Il n’y a aucune teneur fictionnelle dans ces publicités car le message ne se compose que de quelques clichés se déployant sur quelques secondes., sans jamais former une trame scénaristique élaborée. Ces passages sont répétés trois fois, non pas pour “exprimer les trois niveaux de gamme de produits concernés par le discours de l’enseigne”, ce qui aurait été possible sans répéter trois fois une séquence identique, mais pour marteler au consommateur la « vérité » selon laquelle Leclerc est moins cher. Reputation is repetition comme dit l’adage publicitaire. Théoriquement, plus le message est entendu et vu, plus il est mémorisé et intégré.
Leclerc utilise, c’est vrai, des clichés éculés qui se prêtent volontiers à la moquerie. Pour autant, Leclerc n’est pas parodique ou caricatural dans sa démarche. Il accumule des clichés publicitaires majoritairement axés sur le désir et le sexe (même constat pour la publicité sur la crème fraîche) sans jamais les tourner en dérision ni les distancier par la moquerie.

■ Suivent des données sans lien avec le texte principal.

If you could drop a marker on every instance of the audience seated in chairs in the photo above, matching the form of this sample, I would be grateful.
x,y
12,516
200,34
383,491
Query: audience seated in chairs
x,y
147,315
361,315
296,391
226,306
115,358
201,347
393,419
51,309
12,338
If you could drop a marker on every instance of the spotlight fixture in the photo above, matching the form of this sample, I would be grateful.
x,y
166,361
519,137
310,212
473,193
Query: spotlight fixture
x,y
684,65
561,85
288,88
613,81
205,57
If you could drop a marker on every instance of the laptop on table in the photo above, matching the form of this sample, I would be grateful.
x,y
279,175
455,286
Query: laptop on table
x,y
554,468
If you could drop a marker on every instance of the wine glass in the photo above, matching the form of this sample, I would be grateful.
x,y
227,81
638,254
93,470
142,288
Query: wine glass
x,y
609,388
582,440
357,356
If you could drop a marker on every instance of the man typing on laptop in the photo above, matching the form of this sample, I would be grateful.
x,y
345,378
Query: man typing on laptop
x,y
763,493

Leclerc ne « brocarde » pas « l’utilisation abusive et parfois ridicule de l’image des femmes dans la publicité ». La publicité réalise trois travellings arrière identiques en partant des seins d’une femme. A aucun moment le contenu narratif de la publicité ne raille explicitement ce procédé. Il s’éloigne même de tout commentaire à ce sujet, en répétant inlassablement le même constat : Leclerc est moins cher. Ainsi, objectivement, le spectateur ne perçoit qu’une scène emplie de symboles sexuels, répétée trois fois et calquée sur un discours conçu sur le principe de la persuasion mécaniste (« Leclerc est moins cher », un constat répété). Cette scène ne s’étale que sur quelques secondes et, placée dans le flot des annonces télévisées, ne permet pas au téléspectateur une prise de conscience aisée des symboles sexuels utilisés. Ceux-ci sont perçus, intégrés, sans pour autant être dénotés consciemment par le téléspectateur.
Si brocardage il y a, ce n’est jamais du fait de la publicité même, mais du spectateur qui, par sa connaissance des symboles sexuels et du langage publicitaire, est capable de mettre à distance le contenu de cette publicité en y décelant des clichés éculés et de multiples références au sexe.

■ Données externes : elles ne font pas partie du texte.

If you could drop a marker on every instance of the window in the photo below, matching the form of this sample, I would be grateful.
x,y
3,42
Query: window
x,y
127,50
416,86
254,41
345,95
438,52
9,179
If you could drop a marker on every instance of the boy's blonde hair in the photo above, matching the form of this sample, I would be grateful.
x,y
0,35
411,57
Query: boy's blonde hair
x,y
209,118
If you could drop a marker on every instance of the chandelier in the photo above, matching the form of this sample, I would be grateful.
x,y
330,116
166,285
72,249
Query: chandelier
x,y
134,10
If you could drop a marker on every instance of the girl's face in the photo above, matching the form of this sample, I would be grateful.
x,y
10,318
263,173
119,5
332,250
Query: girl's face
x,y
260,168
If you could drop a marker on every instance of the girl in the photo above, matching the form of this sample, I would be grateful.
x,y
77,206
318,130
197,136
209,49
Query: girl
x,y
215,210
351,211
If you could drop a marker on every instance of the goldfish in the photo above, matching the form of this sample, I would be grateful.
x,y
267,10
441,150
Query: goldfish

Si brocardage il y a, c’est de la part d’un spectateur attentif et cultivé, qui ne va certainement pas attribuer la raillerie à l’esprit critique de l’annonceur Leclerc mais plutôt à son analyse personnelle de la publicité. Pour sa défense, Leclerc transforme donc la perception probable et très certainement minoritaire d’une frange de téléspectateurs alertes en sa volonté d’annonceur. Il confond bien volontairement l’émission et la réception du message.